"Jack of all trades, Master of none,
Though ofttimes better than master of one"

Look here.

If anyone asks, you are not my cat.

Should we both be outside in the garden, should any gawking passersby pause in their jogging or whatever frivolities entertain them to glance in the mayor's yard, you are not to acknowledge me. You are to ignore me completely, as I shall do in turn. Do not look in my direction, do not mewl for attention, do not brush against my heals, do not even come within three feet of me, lest you earn yourself a night outside in the rain. I do not want to leave you outside in the rain with the dogs and worms, but if it must come to that, make no mistake, I will do so without delay.

I cannot have any foul ups, not from you, not from anyone.

When I leave these doors, no longer am I simply Vlad, but I am Masters, Mayor of Amity Park, always to be referred to by last names, never the first. Beyond this lawn, I am a king among paupers, a man of the people. So you must understand why I cannot be seen in your company. There are over two thousand people out there in Amity Park, that over four thousand eyes out there, four thousand watchful, fickle eyes that must never witness our camaraderie.
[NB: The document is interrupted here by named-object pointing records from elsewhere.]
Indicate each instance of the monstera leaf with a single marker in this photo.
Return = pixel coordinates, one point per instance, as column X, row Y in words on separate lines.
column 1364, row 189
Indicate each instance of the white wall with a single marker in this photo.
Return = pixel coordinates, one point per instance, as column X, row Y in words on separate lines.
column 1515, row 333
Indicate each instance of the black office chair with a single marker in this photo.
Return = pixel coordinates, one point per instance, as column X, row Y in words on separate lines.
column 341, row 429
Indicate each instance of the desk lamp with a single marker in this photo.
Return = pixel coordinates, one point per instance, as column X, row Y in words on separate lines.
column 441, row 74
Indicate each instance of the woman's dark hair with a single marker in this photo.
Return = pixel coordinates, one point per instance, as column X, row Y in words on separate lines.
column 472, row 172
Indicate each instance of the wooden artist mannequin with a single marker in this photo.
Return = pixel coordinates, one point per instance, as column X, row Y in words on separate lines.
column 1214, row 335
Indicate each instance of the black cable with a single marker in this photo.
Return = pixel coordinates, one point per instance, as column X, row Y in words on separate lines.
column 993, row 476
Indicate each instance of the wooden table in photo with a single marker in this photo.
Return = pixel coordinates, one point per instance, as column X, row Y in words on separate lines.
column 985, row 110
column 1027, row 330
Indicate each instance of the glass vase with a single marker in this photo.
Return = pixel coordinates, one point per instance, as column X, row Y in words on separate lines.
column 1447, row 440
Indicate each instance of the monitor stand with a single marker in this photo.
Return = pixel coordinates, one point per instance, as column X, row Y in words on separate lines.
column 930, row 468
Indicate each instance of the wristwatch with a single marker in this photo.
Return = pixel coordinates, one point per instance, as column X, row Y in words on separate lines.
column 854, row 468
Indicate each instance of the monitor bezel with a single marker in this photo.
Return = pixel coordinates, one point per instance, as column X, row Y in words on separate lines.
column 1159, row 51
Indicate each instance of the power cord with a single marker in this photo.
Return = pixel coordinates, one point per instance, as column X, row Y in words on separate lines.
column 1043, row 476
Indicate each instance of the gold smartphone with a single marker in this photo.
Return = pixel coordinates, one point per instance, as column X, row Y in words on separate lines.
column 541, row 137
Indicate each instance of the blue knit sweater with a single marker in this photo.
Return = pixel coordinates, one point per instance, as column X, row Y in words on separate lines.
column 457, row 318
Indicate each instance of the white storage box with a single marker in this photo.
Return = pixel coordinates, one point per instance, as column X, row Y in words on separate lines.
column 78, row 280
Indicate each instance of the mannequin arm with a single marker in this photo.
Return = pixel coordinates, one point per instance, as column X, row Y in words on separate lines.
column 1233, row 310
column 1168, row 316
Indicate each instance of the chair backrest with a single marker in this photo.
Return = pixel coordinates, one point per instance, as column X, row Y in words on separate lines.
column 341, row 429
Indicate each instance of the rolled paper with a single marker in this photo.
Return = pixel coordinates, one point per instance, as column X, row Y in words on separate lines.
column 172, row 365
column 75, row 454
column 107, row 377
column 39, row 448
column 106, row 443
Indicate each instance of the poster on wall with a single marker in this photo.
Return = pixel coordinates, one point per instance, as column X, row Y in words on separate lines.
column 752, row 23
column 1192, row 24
There tends to be a certain stigma on those who keep cats. Especially men. Especially on singles. Especially on single men who keep cats but are otherwise alone. On those who are lonely.

(Not that I'm lonely, of course.

That's just the stigma, you understand. Prejudice. Completely unwarranted.)

Being lonely in itself isn't really such a bad thing in the eyes of the masses, but to rely solely on a cat, a creature not known for its loyalty or love, to substitute for human companionship is something else altogether. If a man relishes in the sole company of a cat, he has stepped over the line from simply lonely to simply pathetic.

It's well known that men who keep cats are friendless. Men who keep cats are joyless. Men who keep cats are the odd ones, the quiet ones, the ones that wind up malcontent. Men who keep cats border on the brink of madness, if they've not already succumbed to it completely. Men so unstable in their emotions are not men to be trusted.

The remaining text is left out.